Report Materials
Why OIG Did This Audit
Under the Medicare Advantage (MA) program, the Centers for Medicare & Medicaid Services (CMS) makes monthly payments to MA organizations according to a system of risk adjustment that depends on the health status of each enrollee. Accordingly, MA organizations are paid more for providing benefits to enrollees with diagnoses associated with more intensive use of health care resources relative to healthier enrollees, who would be expected to require fewer health care resources.
To determine the health status of enrollees, CMS relies on MA organizations to collect diagnosis codes from their providers and submit these codes to CMS.
For this audit, we reviewed one MA organization, Blue Cross & Blue Shield of Rhode Island (BCBS RI) and focused on nine groups of high-risk diagnosis codes for payment years 2016 and 2017.

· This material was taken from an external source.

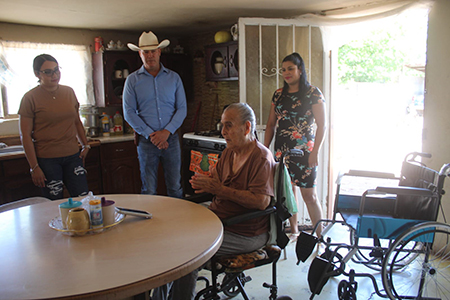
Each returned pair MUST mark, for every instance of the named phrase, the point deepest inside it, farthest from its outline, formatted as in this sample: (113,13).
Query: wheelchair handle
(415,154)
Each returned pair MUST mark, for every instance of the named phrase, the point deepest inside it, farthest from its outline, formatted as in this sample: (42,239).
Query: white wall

Our objective was to determine whether selected diagnosis codes that BCBS RI submitted to CMS for use in CMS's risk adjustment program complied with Federal requirements.
How OIG Did This Audit
We sampled 270 unique enrollee-years with the high-risk diagnosis codes for which BCBS RI received higher payments for 2016 through 2017. We limited our review to the portions of the payments that were associated with these high-risk diagnosis codes, which totaled $732,418.
What OIG Found
With respect to the nine high-risk groups covered by our audit, most of the selected diagnosis codes that BCBS RI submitted to CMS for use in CMS's risk adjustment program did not comply with Federal requirements. For 58 of the 270 sampled enrollee-years, the medical records validated the reviewed Hierarchical Condition Categories (HCCs). For the remaining 212 enrollee-years, however, either the medical records that BCBS RI provided did not support the diagnosis codes or BCBS RI could not obtain the medical records to support the diagnosis codes and the associated HCCs were therefore not validated. As demonstrated by the errors found in our sample, BCBS RI's policies and procedures to prevent, detect, and correct noncompliance with CMS's program requirements, as mandated by Federal regulations, could be improved. As a result, the HCCs for these high-risk diagnosis codes were not validated. On the basis of our sample results, we estimated that BCBS RI received at least $4.8 million in net overpayments for 2016 and 2017.
What OIG Recommends
We recommend that BCBS RI: (1) refund to the Federal Government the $4.8 million of estimated net overpayments; (2) identify, for the high-risk diagnoses included in this report, similar instances of noncompliance that occurred before or after our audit period and refund any resulting overpayments to the Federal Government; and (3) continue its examination of existing compliance procedures to identify areas where improvements can be made to ensure that diagnosis codes that are at high risk for being miscoded comply with Federal requirements (when submitted to CMS for use in CMS's risk adjustment program) and take the necessary steps to enhance those procedures.
BCBS RI concurred with our second and third recommendations, but disagreed with our first recommendation. BCBS RI provided additional information that it believed: (1) validated the reviewed HCCs for 27 enrollee-years, and (2) supported that 1 enrollee-year should not be considered a finding because BCBS RI had corrected the overpayment prior to our audit. BCBS RI stated we did not properly conduct statistical sampling or correctly follow established guidelines. After reviewing BCBS RI's comments and additional information, we revised the number of enrollee-years in error from 222 to 212 and the amount of our first recommendation from $5.3 to $4.8 million for this final report. We followed a reasonable audit methodology and correctly applied applicable Federal requirements underlying the MA program.
Notice
This report may be subject to section 5274 of the National Defense Authorization Act Fiscal Year 2023, 117 Pub. L. 263.